Candidate theories of quantum gravity predict the presence of a minimal measurable length at high energies. Such feature is in contrast with the Heisenberg Uncertainty Principle, which does not present any minimal length. Therefore, phenomenological approaches to quantum gravity introduced models spelled as modifications of quantum mechanics including a minimal length. Such models are often described by modifying the commutation relation between position and momentum. The effects of such modification are expected to be relevant at large energies/small lengths. One first consequence is that position eigenstates are not included in such models due to the presence of a minimal uncertainty in position. Furthermore, depending on the particular modification of the position-momentum commutator, when such models are considered from momentum space, the position operator is changed and a measure factor appears to let the position operator be self-adjoint. Although such modifications in momentum space represent small complication, at least formally, the (quasi-)position representation acquires numerous issues, source of misunderstandings. In fact, such representation is formally similar to that in which states are described in terms of Gaussian states in standard quantum mechanics.
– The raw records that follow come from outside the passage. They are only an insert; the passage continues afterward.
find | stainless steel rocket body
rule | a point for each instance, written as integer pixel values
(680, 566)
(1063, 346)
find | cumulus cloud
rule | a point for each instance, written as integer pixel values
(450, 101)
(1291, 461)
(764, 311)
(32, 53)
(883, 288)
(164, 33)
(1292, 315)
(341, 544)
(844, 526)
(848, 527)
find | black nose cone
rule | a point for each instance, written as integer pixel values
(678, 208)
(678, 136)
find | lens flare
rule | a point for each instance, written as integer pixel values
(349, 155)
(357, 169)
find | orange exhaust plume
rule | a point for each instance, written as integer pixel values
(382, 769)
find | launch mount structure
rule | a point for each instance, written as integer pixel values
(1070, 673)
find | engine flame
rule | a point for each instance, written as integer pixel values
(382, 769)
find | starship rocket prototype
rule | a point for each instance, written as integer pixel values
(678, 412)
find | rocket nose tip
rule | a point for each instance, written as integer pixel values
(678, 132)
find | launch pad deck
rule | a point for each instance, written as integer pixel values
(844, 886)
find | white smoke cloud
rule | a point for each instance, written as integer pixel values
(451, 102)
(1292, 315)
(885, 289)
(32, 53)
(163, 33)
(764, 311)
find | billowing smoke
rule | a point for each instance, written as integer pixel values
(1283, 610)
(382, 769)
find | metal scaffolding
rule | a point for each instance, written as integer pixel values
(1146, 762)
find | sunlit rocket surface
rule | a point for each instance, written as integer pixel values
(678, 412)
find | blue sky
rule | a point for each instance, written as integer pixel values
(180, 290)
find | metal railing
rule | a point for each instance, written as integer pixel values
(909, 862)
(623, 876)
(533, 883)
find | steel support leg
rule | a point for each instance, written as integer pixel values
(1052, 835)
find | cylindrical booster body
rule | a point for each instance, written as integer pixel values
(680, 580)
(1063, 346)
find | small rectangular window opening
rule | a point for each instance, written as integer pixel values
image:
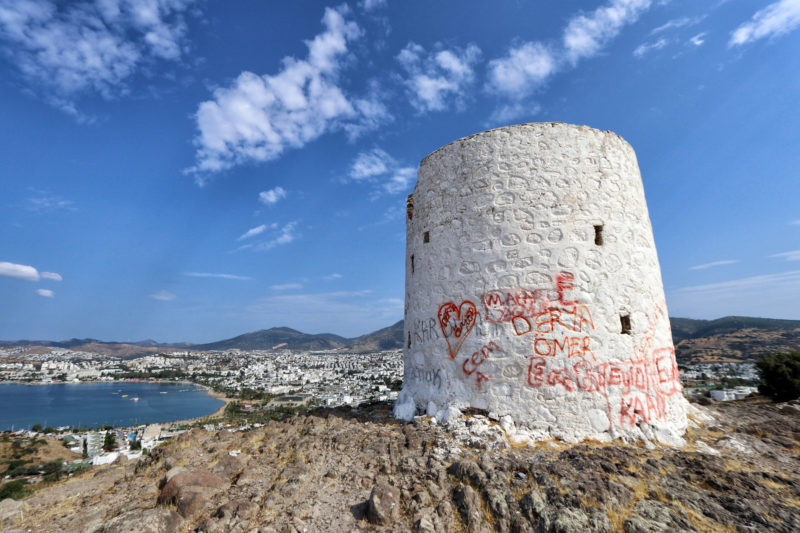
(625, 321)
(598, 235)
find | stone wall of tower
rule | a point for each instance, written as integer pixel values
(533, 288)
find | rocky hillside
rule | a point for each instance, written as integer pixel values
(360, 470)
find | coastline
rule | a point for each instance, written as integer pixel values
(218, 413)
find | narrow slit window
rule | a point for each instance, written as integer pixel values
(598, 235)
(625, 321)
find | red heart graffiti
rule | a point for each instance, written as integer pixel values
(456, 323)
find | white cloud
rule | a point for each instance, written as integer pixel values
(400, 180)
(644, 48)
(89, 46)
(507, 113)
(46, 202)
(585, 35)
(257, 118)
(714, 263)
(528, 66)
(367, 165)
(524, 69)
(284, 235)
(162, 295)
(435, 79)
(776, 19)
(23, 272)
(377, 166)
(794, 255)
(370, 5)
(678, 23)
(272, 196)
(215, 275)
(252, 232)
(698, 39)
(286, 286)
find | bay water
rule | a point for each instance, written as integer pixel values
(105, 403)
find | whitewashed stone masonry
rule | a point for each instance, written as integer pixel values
(533, 289)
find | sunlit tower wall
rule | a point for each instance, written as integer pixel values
(533, 289)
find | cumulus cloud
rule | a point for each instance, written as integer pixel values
(271, 196)
(252, 232)
(714, 263)
(435, 79)
(776, 19)
(678, 23)
(644, 48)
(43, 201)
(370, 5)
(286, 286)
(586, 34)
(277, 236)
(698, 39)
(215, 275)
(26, 272)
(529, 65)
(367, 165)
(378, 167)
(162, 295)
(794, 255)
(90, 45)
(524, 69)
(257, 118)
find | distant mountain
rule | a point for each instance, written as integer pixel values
(732, 338)
(689, 328)
(266, 339)
(384, 339)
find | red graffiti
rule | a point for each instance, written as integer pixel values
(471, 364)
(564, 283)
(456, 323)
(644, 383)
(571, 346)
(507, 304)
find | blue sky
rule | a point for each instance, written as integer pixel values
(192, 170)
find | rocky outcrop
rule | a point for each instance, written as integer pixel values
(361, 470)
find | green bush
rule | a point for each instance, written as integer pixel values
(779, 375)
(16, 489)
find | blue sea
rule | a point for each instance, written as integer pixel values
(96, 404)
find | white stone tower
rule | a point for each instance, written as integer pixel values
(533, 289)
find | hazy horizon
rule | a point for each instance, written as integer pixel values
(191, 171)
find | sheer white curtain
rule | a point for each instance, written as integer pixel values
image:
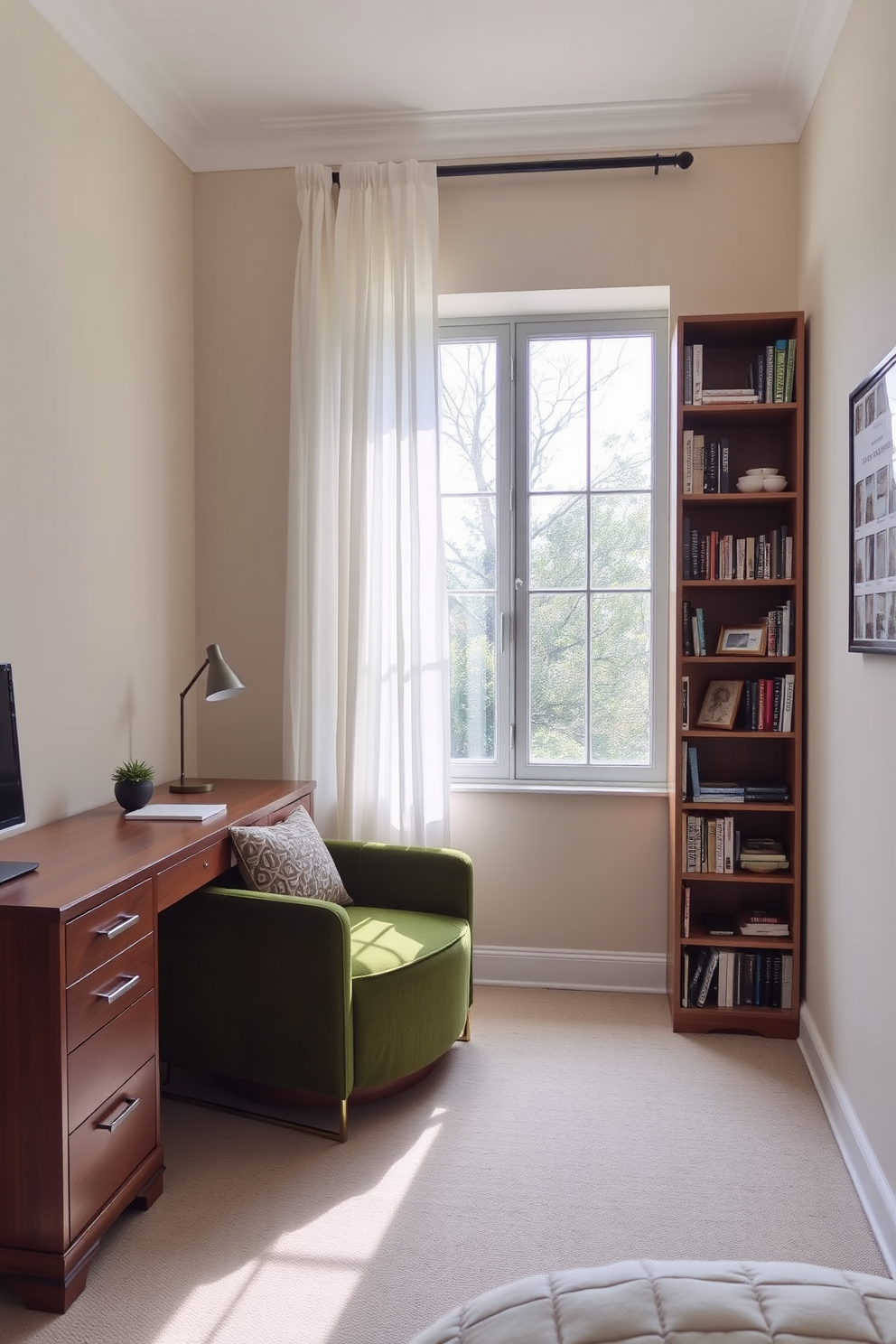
(367, 669)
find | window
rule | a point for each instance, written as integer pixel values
(554, 503)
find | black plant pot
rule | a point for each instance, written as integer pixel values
(133, 793)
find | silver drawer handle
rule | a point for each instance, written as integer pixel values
(110, 994)
(124, 922)
(110, 1124)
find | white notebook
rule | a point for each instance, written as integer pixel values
(178, 812)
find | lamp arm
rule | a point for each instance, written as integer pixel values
(182, 715)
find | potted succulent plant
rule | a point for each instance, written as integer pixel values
(133, 784)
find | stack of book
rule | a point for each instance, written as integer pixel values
(722, 555)
(767, 705)
(766, 790)
(763, 855)
(710, 845)
(723, 977)
(728, 397)
(772, 371)
(762, 922)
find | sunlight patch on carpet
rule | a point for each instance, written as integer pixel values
(319, 1266)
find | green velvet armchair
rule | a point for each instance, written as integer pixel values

Consequently, the position operator is no longer a multiplicative operator and the momentum of a free particle does not correspond directly to its wave-number, with a consequent modification of the de Broglie relation.

In this presentation, I will review such issues, clarifying some of the aspects of minimal length models, with particular reference to the representation of the position operator. Furthermore, I will show how such a (quasi-)position description of quantum mechanical models with a minimal length affects results concerning simple systems, resulting in effects not accounted for in the literature.